Blownaway and packmouse are both "right on the money" with their analysis. The affair fog, fantasy and brain chemicals make a spouse do strange, unexplainable things!

My wife was having an EA w/ her highschool boyfriend on an opposite coast. He was married and not planning on leaving his wife. I was keeping my wife in the lap of luxury, giving her everything she wanted (apparenty not everything), making passionate love to her often..... Something was missing. This idiot on the other coast helped provide a distraction. 
I try to figure out, "Why risk your marriage, family, security, financial well being, a loving, caring, supportive husband for this sick fantasy?" Trying to understand that is just more insanity!


----------



## blownaway (Dec 11, 2010)

It's very hard to make sense of it. In addition to the "fog" and the "fantasy", I think it also has to do with the fact that people who stray are not happy with themselves. In fact, as my IC says, they are a gnarly mess on the inside. They know what they are doing is wrong, but this apparently is the one thing that makes them feel decent. So, it's a tug o war between their head and their feeling of being "high" off the affair. If they admit it, they have to face what they did, and the tremendous pain they put their spouse through. My H is the king of the avoiders.
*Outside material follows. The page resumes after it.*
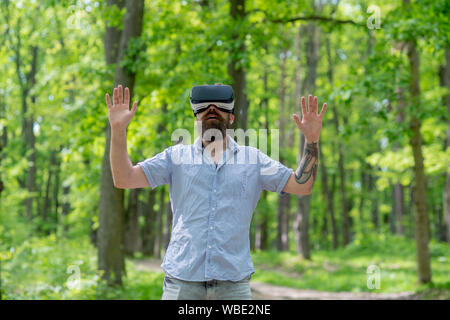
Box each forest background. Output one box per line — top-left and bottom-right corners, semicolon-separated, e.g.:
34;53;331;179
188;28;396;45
0;0;449;300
He simply won't talk about his feelings or there was minimal talk. No heart to heart, no attempt at counseling to really get to the bottom of things. I believe he is afraid to face it. It's always easier to just run away then to face things. Again, it's very hard for me to understand and I suppose something that I need to let go of. This is all his choice and one person can't fight for a marriage. Maybe my H will be like PacMouse's H and come around when I file for divorce, maybe not. As time goes on, I have less and less respect for him and how he handled the whole situation. He told me that he didn't know and/or didn't mean to hurt me so much. My response: they need to invent a new word for it. It's not hurt; it's more akin to complete devastation.


----------



## notreadytoquit (Jan 11, 2010)

My ex H still deniesthe whole thing,he does not even address the subject. He even had the audacity to file for divorce. The only way I can describe him now is as if something shortcircuited in his head. He is definitely not the man I spend 9 years with. He is still with the money sucking OW. They are not living together because her ex H has to pay her $250 a week for the next 7 years. Both my ex and the OW stay mum when the affair is mentioned.

But as blownaway mentioned above every day I lose more and more respect about him not only as a man but as a human being. I wonder how they sleep calmly at night knowing what they have done.


----------